By bullfighting season, Aparicio saw 19 novilladas (novice bullfights) in Spain in 1948, 72 in 1949, and 90 in 1950. After his alternativa that last year, when he became a fully-fledged matador, he saw 70 corridas in 1951, 49 in 1952, 34 in 1953, 35 in 1954, 40 in 1955, 37 in 1956, 43 in 1957, 43 in 1958, 33 in 1959, 29 in 1960, 32 in 1961, and 1 in 1964. He retired in 1962, only to make a comeback in 1965, but this only lasted four years.

==Retirement==
On 24 August 1969, Aparicio retired for good from the bullrings at La Monumental in Barcelona, alternating with the Mexican bullfighter Antonio Lamelín and José Luis Segura. The Campocerrado ranch laid on the bulls that afternoon.
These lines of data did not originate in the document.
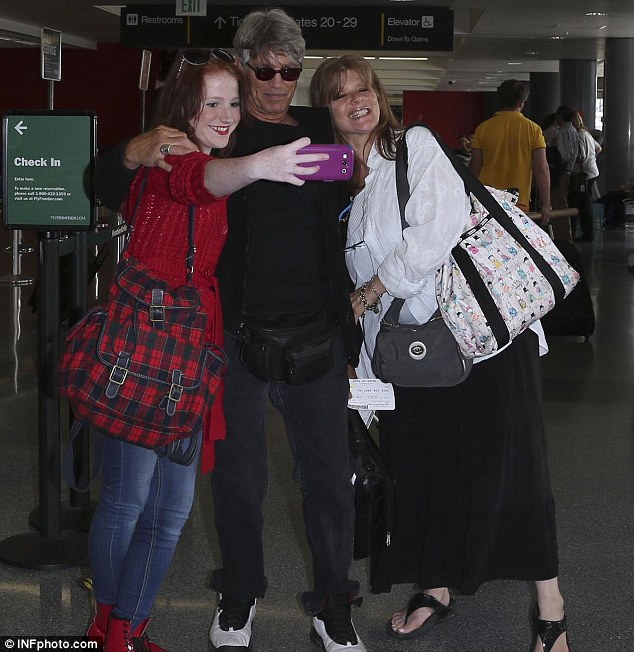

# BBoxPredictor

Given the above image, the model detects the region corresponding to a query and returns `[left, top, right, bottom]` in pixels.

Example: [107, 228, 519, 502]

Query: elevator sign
[2, 111, 96, 231]
[121, 0, 453, 52]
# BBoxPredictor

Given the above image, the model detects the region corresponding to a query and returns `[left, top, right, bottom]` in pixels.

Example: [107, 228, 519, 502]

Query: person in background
[551, 104, 579, 228]
[542, 113, 559, 147]
[453, 134, 473, 165]
[570, 111, 602, 242]
[87, 45, 328, 652]
[310, 55, 569, 652]
[469, 79, 551, 226]
[92, 9, 366, 652]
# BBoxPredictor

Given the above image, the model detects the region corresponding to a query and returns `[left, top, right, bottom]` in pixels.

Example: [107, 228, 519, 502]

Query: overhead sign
[176, 0, 207, 16]
[121, 0, 454, 52]
[41, 27, 62, 81]
[2, 111, 97, 231]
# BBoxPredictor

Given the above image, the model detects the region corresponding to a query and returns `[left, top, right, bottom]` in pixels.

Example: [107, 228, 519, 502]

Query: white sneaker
[310, 594, 366, 652]
[209, 594, 256, 650]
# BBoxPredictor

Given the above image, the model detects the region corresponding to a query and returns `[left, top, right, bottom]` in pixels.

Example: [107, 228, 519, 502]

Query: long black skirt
[371, 330, 558, 594]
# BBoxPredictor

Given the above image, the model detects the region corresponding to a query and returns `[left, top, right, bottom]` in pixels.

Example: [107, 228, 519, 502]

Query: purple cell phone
[297, 145, 354, 181]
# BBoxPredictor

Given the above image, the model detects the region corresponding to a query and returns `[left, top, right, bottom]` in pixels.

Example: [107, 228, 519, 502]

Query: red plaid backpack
[58, 182, 226, 448]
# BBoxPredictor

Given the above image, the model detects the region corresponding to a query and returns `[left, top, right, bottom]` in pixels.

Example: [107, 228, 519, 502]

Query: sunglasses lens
[253, 68, 302, 81]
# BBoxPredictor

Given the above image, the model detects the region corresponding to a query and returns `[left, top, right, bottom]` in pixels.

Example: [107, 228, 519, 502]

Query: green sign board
[2, 111, 97, 231]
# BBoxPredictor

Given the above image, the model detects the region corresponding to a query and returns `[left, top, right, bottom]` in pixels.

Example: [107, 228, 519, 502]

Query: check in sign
[2, 111, 96, 231]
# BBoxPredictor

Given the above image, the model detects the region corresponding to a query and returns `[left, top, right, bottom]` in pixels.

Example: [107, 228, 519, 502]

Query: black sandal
[533, 610, 570, 652]
[387, 593, 456, 639]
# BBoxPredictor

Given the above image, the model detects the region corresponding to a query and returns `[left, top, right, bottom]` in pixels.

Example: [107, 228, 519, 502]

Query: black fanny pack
[238, 311, 337, 385]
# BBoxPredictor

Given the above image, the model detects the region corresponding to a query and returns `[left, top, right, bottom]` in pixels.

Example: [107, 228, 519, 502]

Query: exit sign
[176, 0, 207, 16]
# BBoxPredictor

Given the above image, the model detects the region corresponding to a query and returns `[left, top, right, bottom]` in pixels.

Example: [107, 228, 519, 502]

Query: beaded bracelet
[359, 283, 381, 315]
[366, 274, 385, 299]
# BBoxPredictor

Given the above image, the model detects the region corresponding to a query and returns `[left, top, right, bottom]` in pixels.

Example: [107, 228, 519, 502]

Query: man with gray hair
[96, 9, 366, 652]
[210, 9, 365, 652]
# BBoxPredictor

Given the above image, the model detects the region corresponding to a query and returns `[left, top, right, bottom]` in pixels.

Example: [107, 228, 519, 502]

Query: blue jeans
[89, 435, 200, 628]
[211, 333, 358, 614]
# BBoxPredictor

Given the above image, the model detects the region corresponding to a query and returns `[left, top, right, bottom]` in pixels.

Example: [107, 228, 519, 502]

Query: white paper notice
[348, 378, 394, 410]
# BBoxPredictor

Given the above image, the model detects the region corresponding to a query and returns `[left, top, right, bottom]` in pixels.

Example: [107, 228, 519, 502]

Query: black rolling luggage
[541, 239, 595, 339]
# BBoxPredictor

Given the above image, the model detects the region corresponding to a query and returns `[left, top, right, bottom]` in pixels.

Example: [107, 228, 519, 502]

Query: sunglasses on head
[176, 48, 235, 78]
[246, 62, 302, 81]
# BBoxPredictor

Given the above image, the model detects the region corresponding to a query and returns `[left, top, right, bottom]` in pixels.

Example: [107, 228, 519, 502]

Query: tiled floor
[0, 223, 634, 652]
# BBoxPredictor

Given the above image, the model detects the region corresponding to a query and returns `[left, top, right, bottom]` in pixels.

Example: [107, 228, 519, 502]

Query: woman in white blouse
[310, 55, 569, 652]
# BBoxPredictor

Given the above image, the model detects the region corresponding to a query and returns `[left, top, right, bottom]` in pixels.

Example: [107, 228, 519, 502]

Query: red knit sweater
[123, 152, 228, 473]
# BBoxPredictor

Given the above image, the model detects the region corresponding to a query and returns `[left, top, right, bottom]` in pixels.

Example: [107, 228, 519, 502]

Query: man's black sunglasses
[176, 48, 235, 78]
[246, 62, 302, 81]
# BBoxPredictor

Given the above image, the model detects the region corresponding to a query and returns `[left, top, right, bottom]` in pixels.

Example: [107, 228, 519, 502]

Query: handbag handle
[121, 168, 196, 283]
[396, 122, 565, 302]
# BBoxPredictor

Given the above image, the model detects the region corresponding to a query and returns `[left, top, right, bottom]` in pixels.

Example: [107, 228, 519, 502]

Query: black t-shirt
[217, 107, 341, 331]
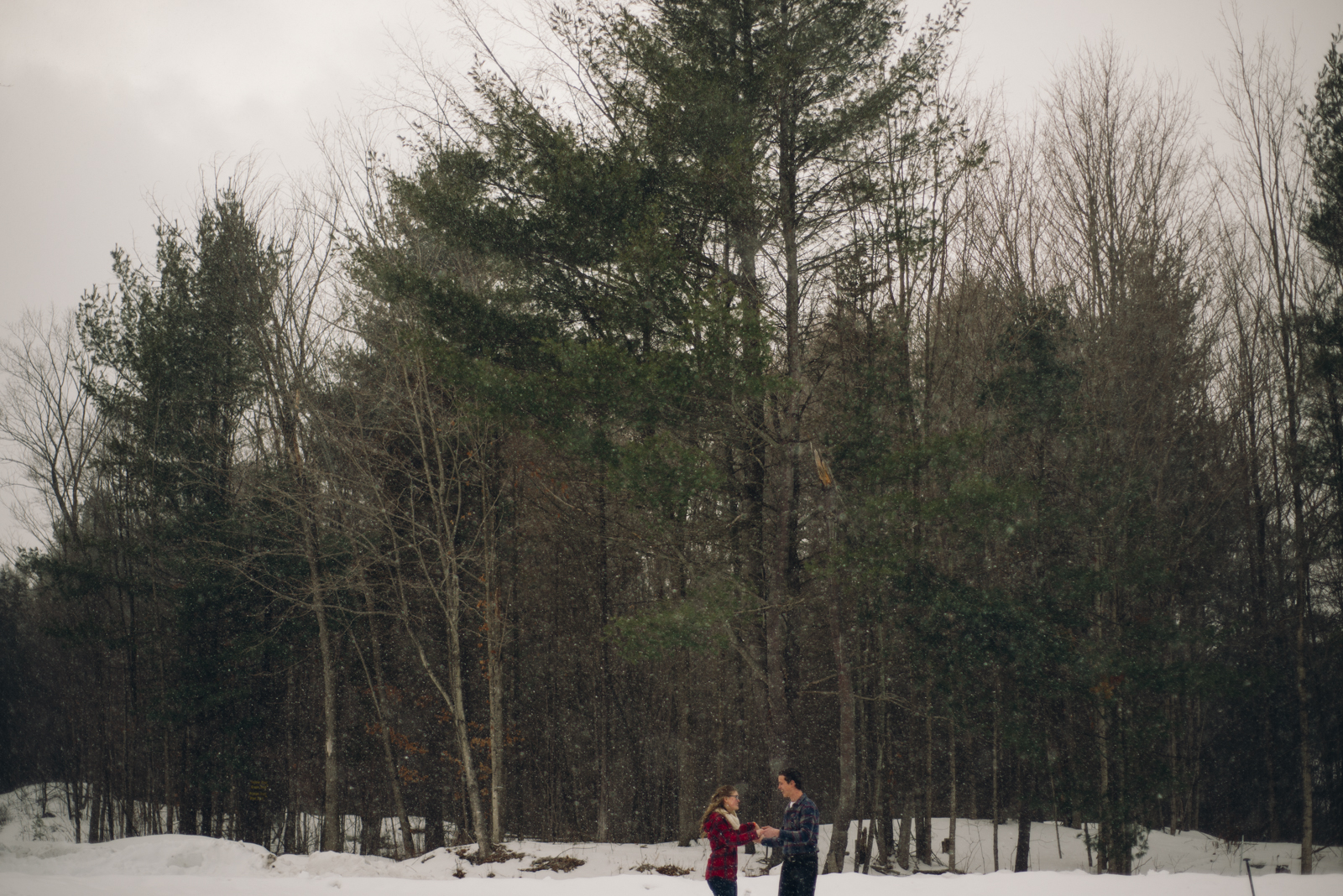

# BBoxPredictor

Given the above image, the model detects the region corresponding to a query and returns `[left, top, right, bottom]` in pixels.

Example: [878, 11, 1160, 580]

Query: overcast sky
[0, 0, 1343, 547]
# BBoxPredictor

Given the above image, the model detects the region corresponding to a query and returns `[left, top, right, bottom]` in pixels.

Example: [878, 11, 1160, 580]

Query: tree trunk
[360, 585, 415, 858]
[676, 680, 698, 847]
[915, 696, 933, 865]
[896, 795, 915, 871]
[947, 707, 956, 871]
[424, 784, 446, 852]
[1012, 806, 1030, 871]
[817, 482, 858, 873]
[992, 683, 1002, 871]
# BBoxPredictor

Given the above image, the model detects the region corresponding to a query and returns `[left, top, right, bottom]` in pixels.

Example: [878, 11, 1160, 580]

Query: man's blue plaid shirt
[760, 794, 821, 856]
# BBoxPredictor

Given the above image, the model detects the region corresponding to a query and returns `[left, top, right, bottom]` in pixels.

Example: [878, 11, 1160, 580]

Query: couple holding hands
[700, 768, 821, 896]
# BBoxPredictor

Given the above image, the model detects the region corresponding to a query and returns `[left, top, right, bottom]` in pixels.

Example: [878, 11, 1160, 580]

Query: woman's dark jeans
[708, 878, 737, 896]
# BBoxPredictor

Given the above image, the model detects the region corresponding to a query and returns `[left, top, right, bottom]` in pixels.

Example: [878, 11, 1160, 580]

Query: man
[760, 768, 821, 896]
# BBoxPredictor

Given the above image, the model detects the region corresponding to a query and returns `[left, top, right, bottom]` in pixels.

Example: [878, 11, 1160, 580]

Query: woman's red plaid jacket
[703, 811, 755, 880]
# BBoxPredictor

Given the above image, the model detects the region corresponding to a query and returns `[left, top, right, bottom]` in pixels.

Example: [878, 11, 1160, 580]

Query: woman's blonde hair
[700, 784, 737, 827]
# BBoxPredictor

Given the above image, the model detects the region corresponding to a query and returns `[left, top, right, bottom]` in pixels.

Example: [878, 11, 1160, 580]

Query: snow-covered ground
[0, 794, 1343, 896]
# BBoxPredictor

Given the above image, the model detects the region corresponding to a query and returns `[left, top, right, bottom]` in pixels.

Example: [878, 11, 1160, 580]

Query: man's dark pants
[779, 853, 817, 896]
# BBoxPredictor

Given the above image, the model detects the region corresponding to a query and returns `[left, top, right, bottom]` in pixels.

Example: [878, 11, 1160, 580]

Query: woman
[700, 784, 760, 896]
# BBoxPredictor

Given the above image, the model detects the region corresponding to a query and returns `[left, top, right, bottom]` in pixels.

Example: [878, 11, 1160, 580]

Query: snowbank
[0, 794, 1343, 896]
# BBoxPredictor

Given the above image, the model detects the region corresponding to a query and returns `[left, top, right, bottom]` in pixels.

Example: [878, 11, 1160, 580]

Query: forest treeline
[0, 0, 1343, 873]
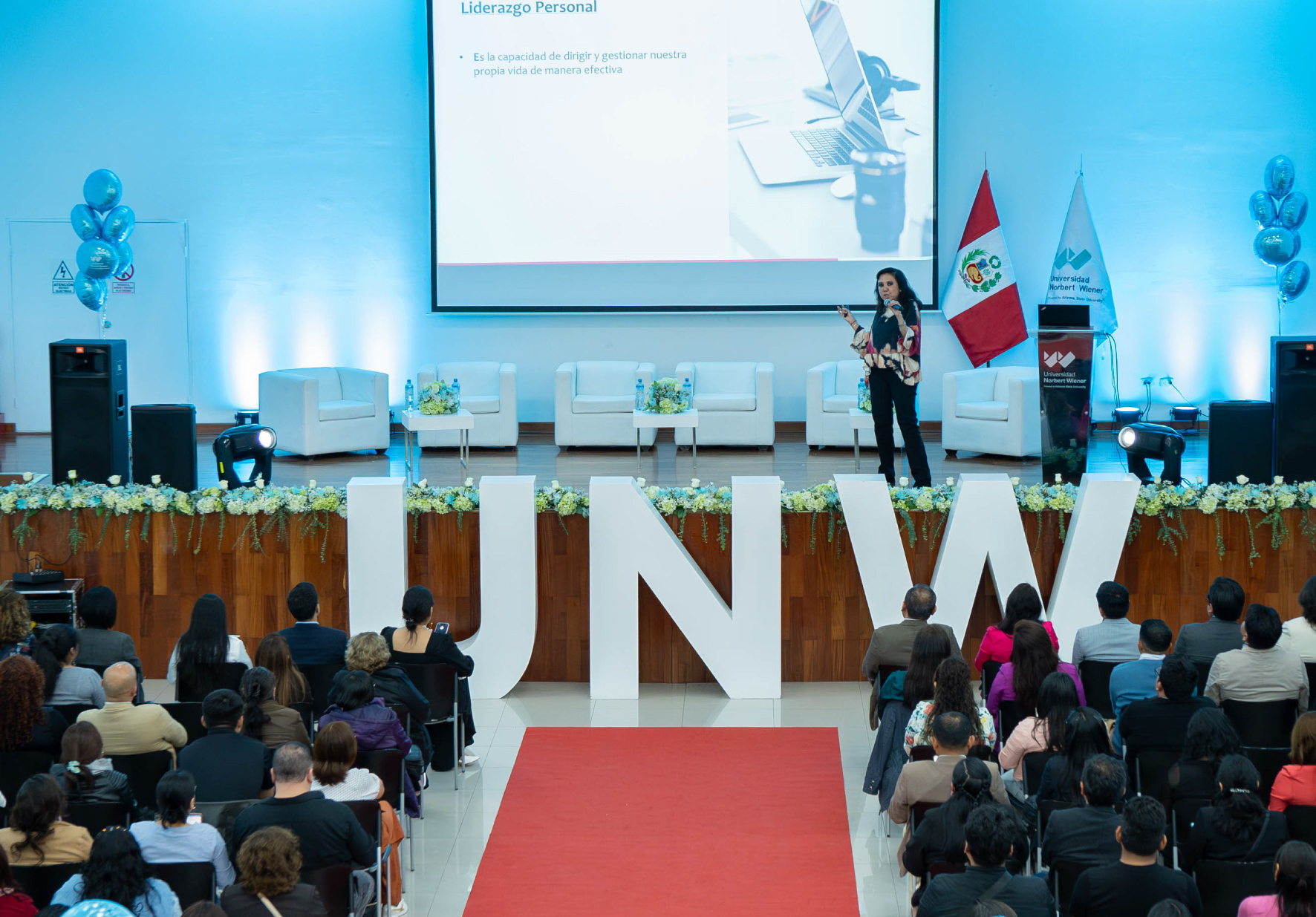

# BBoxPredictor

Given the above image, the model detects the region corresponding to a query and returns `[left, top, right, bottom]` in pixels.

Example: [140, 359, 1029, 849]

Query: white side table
[631, 408, 699, 467]
[401, 408, 475, 483]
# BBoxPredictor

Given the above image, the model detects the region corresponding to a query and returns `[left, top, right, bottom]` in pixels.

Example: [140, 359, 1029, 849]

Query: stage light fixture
[212, 424, 279, 487]
[1116, 424, 1183, 484]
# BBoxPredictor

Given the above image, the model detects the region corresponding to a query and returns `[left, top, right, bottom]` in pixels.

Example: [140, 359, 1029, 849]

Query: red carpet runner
[465, 728, 859, 917]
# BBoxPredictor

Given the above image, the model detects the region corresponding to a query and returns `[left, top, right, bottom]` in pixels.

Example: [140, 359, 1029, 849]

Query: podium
[1037, 327, 1096, 484]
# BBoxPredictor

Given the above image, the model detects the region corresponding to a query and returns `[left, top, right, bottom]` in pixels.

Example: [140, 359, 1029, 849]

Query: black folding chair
[152, 861, 215, 910]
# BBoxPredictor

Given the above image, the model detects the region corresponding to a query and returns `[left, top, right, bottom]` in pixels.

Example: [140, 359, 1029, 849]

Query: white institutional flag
[1046, 175, 1120, 334]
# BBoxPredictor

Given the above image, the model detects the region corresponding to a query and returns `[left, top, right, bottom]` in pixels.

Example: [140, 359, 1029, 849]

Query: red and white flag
[941, 170, 1028, 366]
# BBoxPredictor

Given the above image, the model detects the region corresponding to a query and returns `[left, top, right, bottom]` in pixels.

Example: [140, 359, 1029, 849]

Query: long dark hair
[904, 627, 955, 711]
[1009, 621, 1061, 717]
[175, 592, 229, 697]
[996, 583, 1042, 634]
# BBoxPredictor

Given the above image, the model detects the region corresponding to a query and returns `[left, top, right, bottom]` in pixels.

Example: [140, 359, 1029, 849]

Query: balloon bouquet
[1248, 157, 1312, 333]
[68, 169, 137, 336]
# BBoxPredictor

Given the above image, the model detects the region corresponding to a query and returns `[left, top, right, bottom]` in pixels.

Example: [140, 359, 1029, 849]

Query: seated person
[1270, 713, 1316, 812]
[1179, 755, 1289, 872]
[0, 774, 91, 866]
[50, 722, 137, 812]
[863, 584, 960, 729]
[78, 662, 187, 758]
[130, 771, 233, 888]
[279, 583, 348, 666]
[1042, 755, 1128, 866]
[229, 742, 377, 875]
[177, 688, 274, 803]
[887, 710, 1006, 875]
[50, 828, 183, 917]
[1072, 580, 1139, 668]
[1205, 603, 1307, 713]
[220, 825, 325, 917]
[1070, 796, 1202, 917]
[917, 805, 1055, 917]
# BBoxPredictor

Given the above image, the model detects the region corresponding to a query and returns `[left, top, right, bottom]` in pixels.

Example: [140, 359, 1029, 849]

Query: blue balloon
[74, 271, 109, 312]
[1278, 191, 1307, 229]
[100, 204, 137, 245]
[1262, 157, 1297, 198]
[68, 204, 100, 241]
[1252, 226, 1303, 267]
[83, 169, 124, 213]
[1279, 261, 1312, 300]
[78, 239, 118, 280]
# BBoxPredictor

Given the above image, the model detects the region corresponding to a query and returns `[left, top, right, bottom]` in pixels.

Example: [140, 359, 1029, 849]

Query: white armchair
[259, 366, 388, 455]
[416, 360, 520, 448]
[941, 366, 1042, 455]
[553, 360, 658, 446]
[674, 363, 776, 446]
[804, 359, 904, 448]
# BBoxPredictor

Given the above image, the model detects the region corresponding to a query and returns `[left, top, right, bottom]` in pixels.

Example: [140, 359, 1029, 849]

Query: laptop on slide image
[740, 0, 890, 184]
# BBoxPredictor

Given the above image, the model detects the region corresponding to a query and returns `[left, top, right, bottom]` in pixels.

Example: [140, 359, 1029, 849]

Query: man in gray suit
[863, 583, 960, 729]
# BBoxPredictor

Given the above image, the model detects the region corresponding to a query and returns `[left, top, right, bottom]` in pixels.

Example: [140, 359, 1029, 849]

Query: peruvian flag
[941, 170, 1028, 366]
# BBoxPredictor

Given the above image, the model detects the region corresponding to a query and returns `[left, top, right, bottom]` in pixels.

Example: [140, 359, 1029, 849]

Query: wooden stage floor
[0, 431, 1207, 489]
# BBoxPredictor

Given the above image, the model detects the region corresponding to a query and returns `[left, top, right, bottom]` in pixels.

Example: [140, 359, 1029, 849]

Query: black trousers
[869, 370, 932, 487]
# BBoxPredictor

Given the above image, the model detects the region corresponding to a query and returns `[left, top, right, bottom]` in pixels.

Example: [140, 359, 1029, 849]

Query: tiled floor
[146, 680, 909, 917]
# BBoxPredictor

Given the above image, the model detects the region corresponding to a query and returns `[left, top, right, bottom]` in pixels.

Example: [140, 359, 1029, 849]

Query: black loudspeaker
[50, 339, 128, 484]
[1207, 401, 1275, 484]
[133, 404, 196, 491]
[1270, 338, 1316, 483]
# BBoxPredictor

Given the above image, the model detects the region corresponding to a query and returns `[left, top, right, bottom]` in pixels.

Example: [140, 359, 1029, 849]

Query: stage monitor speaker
[1207, 401, 1275, 484]
[133, 404, 196, 491]
[1270, 337, 1316, 483]
[50, 339, 128, 484]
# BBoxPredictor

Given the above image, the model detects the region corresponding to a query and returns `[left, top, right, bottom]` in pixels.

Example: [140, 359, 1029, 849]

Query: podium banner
[1037, 329, 1092, 484]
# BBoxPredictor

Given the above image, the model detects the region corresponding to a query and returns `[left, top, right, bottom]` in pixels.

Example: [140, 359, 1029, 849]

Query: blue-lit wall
[0, 0, 1316, 421]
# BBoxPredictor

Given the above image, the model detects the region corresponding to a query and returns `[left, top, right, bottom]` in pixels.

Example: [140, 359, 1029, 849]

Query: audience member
[177, 688, 274, 803]
[78, 585, 142, 687]
[974, 583, 1061, 670]
[887, 710, 1007, 872]
[130, 771, 233, 888]
[167, 592, 251, 696]
[863, 583, 955, 729]
[905, 655, 996, 754]
[999, 672, 1079, 789]
[50, 721, 137, 812]
[379, 585, 479, 770]
[240, 666, 310, 748]
[1238, 841, 1316, 917]
[1179, 755, 1289, 872]
[1037, 706, 1128, 803]
[0, 774, 91, 866]
[919, 805, 1052, 917]
[1270, 713, 1316, 812]
[220, 825, 325, 917]
[78, 662, 187, 758]
[1070, 796, 1202, 917]
[1279, 576, 1316, 662]
[1205, 603, 1307, 713]
[1174, 576, 1244, 665]
[1112, 655, 1215, 755]
[50, 828, 183, 917]
[987, 621, 1087, 718]
[1074, 580, 1139, 667]
[255, 634, 310, 704]
[858, 627, 958, 812]
[1042, 755, 1128, 866]
[279, 583, 348, 666]
[0, 655, 68, 755]
[32, 624, 105, 706]
[229, 742, 375, 875]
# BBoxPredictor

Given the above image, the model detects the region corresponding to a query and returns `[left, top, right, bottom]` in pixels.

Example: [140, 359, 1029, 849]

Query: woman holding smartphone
[835, 267, 932, 487]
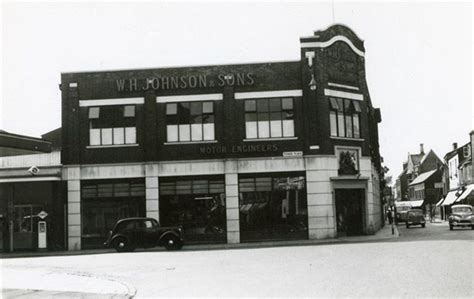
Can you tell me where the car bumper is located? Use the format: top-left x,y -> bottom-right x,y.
449,222 -> 474,226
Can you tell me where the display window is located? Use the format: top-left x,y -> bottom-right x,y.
159,177 -> 227,243
81,179 -> 146,248
239,174 -> 308,242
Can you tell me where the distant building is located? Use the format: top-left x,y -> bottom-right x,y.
437,131 -> 474,218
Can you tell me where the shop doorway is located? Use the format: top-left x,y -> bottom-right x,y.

Aparicio, who retired without ever having been given a warning, was an efficient matador, as well as a great bullfighter, whose technique with the muleta was good; he was powerful, and had manners, temperament, and class. In the rivalry with El Litri, Aparicio came out on top in his treatment of the bull, and in the efficacy of his bullfighting, which was more rational and academic.

==Personal life==
Aparicio wed the flamenco dancer Magdalena Díaz Loreto, better known as Malena Loreto, and their children are Julio, who is also a bullfighter, the actress Magdalena "Kika", and Pilar. Loreto died on 28 August 2011. He nowadays gives himself over to agriculture and raising fighting cattle on his farm, La Herrera, in the Province of Cáceres. The ranch was founded in 1958, and Aparicio inherited it.